Nottingham Playhouse To 8 July 2011.
Runs: 1hr 10min No interval.
Review: Alan Geary: 7 July.
Even produced under ideal conditions, you’d say this was splendid.
Discover Love, from Belarus Free Theatre, is a bit of Nottingham’s recent Neat11 theatre festival that for the worst of reasons got broken off from the main event. It seems that most of the company were under house-arrest in Belarus and/or had exit permission withdrawn when they were originally due to travel to Nottingham.
The wait was worth it. Even had it been produced under ideal conditions – and it certainly wasn’t – you’d say this was splendid.
Which isn’t to say that it’s problem-free. In the last part, when it moves away from the personal and addresses itself overtly to international human rights in general, it almost stops being a play and becomes, however worthy, a didactic diatribe. In overall terms, however, this is an immensely engaging piece.
And it’s quite different from most of what we’re used to in England. The acting is more physical, more direct – some would say, less pretentious. Three actors (no programme with cast list was available), two of whom play many characters, make clever use of an elemental set and range of props to tell the story of – it’s an appalling euphemism – a “disappearance”.

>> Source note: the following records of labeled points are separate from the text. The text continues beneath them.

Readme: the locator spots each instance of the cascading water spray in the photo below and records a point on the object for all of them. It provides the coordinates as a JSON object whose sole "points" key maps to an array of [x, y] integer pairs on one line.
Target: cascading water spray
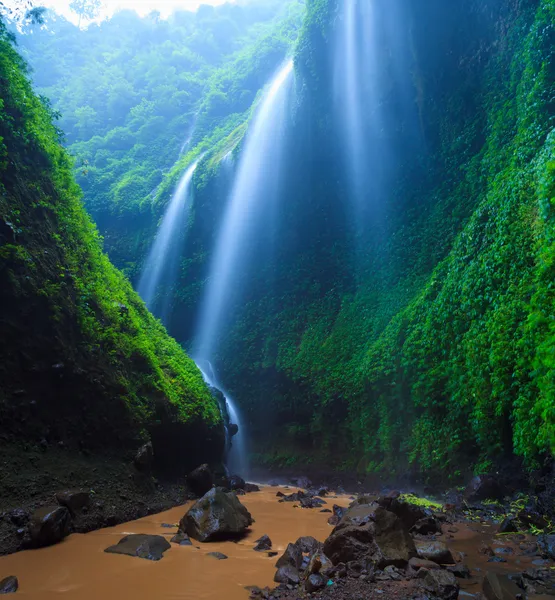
{"points": [[255, 188], [162, 259]]}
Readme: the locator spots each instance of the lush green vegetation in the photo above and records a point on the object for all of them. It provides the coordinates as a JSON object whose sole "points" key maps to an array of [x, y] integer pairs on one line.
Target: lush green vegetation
{"points": [[68, 315]]}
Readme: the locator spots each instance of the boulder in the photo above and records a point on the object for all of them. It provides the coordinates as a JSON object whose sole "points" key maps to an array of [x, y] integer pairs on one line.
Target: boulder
{"points": [[144, 457], [308, 545], [218, 515], [292, 556], [371, 533], [442, 584], [49, 525], [9, 585], [288, 575], [149, 547], [74, 500], [262, 544], [314, 583], [437, 552], [234, 482], [201, 480], [499, 587], [483, 487]]}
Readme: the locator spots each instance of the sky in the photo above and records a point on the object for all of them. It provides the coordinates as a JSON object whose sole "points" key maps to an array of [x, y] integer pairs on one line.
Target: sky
{"points": [[143, 7]]}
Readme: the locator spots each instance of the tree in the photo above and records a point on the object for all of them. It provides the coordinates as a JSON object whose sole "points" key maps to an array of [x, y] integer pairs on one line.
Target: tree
{"points": [[88, 9]]}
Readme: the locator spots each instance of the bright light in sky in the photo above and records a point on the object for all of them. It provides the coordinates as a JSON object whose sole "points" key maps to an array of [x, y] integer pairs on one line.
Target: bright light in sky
{"points": [[143, 7]]}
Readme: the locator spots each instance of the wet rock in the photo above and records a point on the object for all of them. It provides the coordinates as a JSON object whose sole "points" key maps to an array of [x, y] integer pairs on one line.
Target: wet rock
{"points": [[426, 526], [234, 482], [460, 571], [499, 587], [287, 574], [182, 539], [9, 585], [200, 480], [218, 515], [74, 500], [314, 583], [371, 533], [442, 584], [48, 526], [308, 545], [483, 487], [292, 557], [144, 457], [262, 544], [149, 547], [546, 546], [437, 552]]}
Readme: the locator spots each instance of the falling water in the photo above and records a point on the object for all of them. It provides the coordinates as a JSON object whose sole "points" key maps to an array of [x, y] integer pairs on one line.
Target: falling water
{"points": [[254, 190], [255, 186], [237, 456], [162, 259]]}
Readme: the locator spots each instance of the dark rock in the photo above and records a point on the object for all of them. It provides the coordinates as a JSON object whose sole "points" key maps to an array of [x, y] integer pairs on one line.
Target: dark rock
{"points": [[442, 584], [144, 457], [483, 487], [262, 544], [200, 480], [292, 556], [509, 525], [371, 533], [546, 546], [499, 587], [460, 571], [74, 500], [437, 552], [308, 545], [182, 539], [9, 585], [314, 583], [234, 482], [19, 517], [426, 526], [149, 547], [218, 515], [287, 574], [49, 525]]}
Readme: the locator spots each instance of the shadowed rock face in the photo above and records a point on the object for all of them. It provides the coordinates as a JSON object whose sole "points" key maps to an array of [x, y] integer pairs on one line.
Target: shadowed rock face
{"points": [[218, 515], [372, 533], [149, 547]]}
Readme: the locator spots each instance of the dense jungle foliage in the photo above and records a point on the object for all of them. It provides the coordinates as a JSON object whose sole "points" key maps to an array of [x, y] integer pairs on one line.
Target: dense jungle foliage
{"points": [[418, 336], [83, 362]]}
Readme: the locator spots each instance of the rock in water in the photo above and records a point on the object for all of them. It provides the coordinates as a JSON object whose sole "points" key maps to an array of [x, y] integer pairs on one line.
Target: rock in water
{"points": [[49, 525], [263, 544], [200, 480], [442, 584], [150, 547], [369, 532], [9, 585], [218, 515], [144, 457], [74, 500], [437, 552]]}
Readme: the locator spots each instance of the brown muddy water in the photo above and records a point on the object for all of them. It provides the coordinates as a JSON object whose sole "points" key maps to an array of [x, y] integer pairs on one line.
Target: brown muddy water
{"points": [[79, 569]]}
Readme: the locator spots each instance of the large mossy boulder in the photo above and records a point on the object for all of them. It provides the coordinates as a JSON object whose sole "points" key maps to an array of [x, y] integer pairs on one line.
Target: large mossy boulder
{"points": [[218, 515], [371, 533]]}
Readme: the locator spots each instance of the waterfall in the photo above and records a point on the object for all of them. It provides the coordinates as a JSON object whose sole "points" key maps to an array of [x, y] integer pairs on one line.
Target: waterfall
{"points": [[161, 264], [255, 189]]}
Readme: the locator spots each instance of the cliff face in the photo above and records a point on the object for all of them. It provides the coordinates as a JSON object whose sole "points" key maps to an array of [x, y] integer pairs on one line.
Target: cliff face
{"points": [[83, 365]]}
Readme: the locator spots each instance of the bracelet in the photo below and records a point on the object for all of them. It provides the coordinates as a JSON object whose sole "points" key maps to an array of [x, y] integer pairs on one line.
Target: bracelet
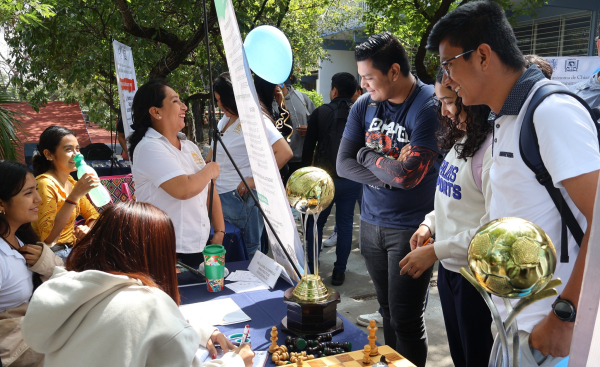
{"points": [[70, 202]]}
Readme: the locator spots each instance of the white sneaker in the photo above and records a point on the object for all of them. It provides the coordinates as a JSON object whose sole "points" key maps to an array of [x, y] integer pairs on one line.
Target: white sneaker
{"points": [[364, 320], [331, 240]]}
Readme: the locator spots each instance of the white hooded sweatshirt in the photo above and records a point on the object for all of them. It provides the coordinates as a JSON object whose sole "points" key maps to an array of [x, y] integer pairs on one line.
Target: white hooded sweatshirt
{"points": [[93, 318]]}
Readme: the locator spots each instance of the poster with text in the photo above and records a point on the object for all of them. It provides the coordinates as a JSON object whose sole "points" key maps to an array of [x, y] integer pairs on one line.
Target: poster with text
{"points": [[573, 70], [126, 82], [269, 187]]}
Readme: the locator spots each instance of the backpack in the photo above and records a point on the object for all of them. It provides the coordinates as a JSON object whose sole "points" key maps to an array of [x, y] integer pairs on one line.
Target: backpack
{"points": [[327, 150], [530, 152]]}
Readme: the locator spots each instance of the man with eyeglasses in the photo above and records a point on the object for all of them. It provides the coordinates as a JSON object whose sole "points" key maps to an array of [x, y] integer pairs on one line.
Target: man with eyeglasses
{"points": [[397, 111], [483, 64]]}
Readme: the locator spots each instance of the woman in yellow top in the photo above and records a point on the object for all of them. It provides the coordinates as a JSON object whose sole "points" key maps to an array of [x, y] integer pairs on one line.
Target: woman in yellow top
{"points": [[63, 198]]}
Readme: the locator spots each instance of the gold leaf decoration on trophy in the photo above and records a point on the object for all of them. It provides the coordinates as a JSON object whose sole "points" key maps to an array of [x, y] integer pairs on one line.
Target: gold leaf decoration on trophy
{"points": [[310, 190], [512, 257]]}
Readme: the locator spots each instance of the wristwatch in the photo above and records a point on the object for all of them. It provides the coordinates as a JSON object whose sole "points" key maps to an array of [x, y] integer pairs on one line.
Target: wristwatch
{"points": [[564, 309]]}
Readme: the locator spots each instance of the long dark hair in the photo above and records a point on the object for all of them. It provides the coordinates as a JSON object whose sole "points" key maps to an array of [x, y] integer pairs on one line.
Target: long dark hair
{"points": [[223, 86], [50, 139], [12, 180], [134, 239], [151, 94], [476, 125]]}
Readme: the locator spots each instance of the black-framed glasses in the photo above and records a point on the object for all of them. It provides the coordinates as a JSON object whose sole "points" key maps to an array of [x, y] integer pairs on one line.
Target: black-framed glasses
{"points": [[445, 66]]}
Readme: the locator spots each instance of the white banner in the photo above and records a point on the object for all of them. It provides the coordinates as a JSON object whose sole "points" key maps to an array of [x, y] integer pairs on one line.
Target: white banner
{"points": [[573, 70], [126, 82], [271, 192]]}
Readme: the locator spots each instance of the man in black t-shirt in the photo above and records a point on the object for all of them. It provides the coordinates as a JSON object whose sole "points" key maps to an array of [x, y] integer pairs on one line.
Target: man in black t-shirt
{"points": [[397, 110]]}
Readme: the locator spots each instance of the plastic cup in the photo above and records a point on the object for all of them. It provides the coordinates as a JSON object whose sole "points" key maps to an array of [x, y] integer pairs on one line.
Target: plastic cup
{"points": [[214, 267]]}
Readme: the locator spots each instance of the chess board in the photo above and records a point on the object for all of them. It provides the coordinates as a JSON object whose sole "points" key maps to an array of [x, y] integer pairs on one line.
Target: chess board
{"points": [[355, 359]]}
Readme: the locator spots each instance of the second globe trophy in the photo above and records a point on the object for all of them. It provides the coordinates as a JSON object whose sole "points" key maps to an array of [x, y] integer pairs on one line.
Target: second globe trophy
{"points": [[311, 306]]}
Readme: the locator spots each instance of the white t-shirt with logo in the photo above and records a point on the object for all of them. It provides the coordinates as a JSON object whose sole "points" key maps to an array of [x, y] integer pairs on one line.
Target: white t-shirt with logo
{"points": [[233, 139], [156, 161], [569, 148]]}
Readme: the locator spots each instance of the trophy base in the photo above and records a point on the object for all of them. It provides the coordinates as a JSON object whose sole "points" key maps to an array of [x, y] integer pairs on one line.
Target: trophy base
{"points": [[310, 318]]}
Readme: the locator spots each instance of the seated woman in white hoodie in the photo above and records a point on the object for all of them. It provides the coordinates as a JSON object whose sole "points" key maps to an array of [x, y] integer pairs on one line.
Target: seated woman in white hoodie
{"points": [[23, 262], [116, 304]]}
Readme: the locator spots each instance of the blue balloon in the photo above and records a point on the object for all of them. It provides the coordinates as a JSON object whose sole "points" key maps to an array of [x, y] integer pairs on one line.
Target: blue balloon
{"points": [[563, 363], [269, 53]]}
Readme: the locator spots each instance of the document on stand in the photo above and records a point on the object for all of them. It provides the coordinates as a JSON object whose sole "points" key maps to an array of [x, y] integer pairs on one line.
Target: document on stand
{"points": [[217, 312]]}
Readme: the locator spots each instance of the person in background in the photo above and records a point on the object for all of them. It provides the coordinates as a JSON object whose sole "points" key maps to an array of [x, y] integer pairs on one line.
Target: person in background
{"points": [[116, 302], [169, 171], [541, 63], [121, 138], [484, 66], [239, 208], [462, 202], [23, 260], [63, 198], [300, 107], [398, 110], [325, 127]]}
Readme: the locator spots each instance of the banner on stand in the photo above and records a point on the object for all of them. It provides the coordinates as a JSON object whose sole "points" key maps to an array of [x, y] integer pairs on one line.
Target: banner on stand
{"points": [[126, 82], [573, 70], [271, 192]]}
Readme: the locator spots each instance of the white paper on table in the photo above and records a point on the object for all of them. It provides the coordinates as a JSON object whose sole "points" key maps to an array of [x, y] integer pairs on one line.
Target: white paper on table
{"points": [[222, 311], [243, 276], [241, 287]]}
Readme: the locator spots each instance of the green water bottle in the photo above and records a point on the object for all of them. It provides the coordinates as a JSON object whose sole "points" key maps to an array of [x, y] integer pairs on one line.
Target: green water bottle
{"points": [[99, 195]]}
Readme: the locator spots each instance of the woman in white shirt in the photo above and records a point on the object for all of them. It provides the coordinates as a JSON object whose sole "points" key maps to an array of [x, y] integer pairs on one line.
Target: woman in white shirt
{"points": [[116, 304], [169, 171], [462, 199], [238, 206], [22, 260]]}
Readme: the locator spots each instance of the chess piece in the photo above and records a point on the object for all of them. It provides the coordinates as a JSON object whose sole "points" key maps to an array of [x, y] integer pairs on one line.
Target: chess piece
{"points": [[367, 357], [372, 337], [273, 345]]}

A teacher, Anatoly, is one day taken off the street and obliterated by his own government. For most of the play he’s actually a supporting character of the protagonist, Irina. She steps in and out of the action to take us through her life from childhood to adulthood, when she meets and marries Anatoly.
There’s more reliance on narration than is normal in English theatre but Irina’s story is so intensely human, at times joyous and touching, that we’re caught up in it.
Based on fact, the play is dedicated to the memory of Dimitriy Zavadskiy.
Cast and credits not available – see review for a possible reason.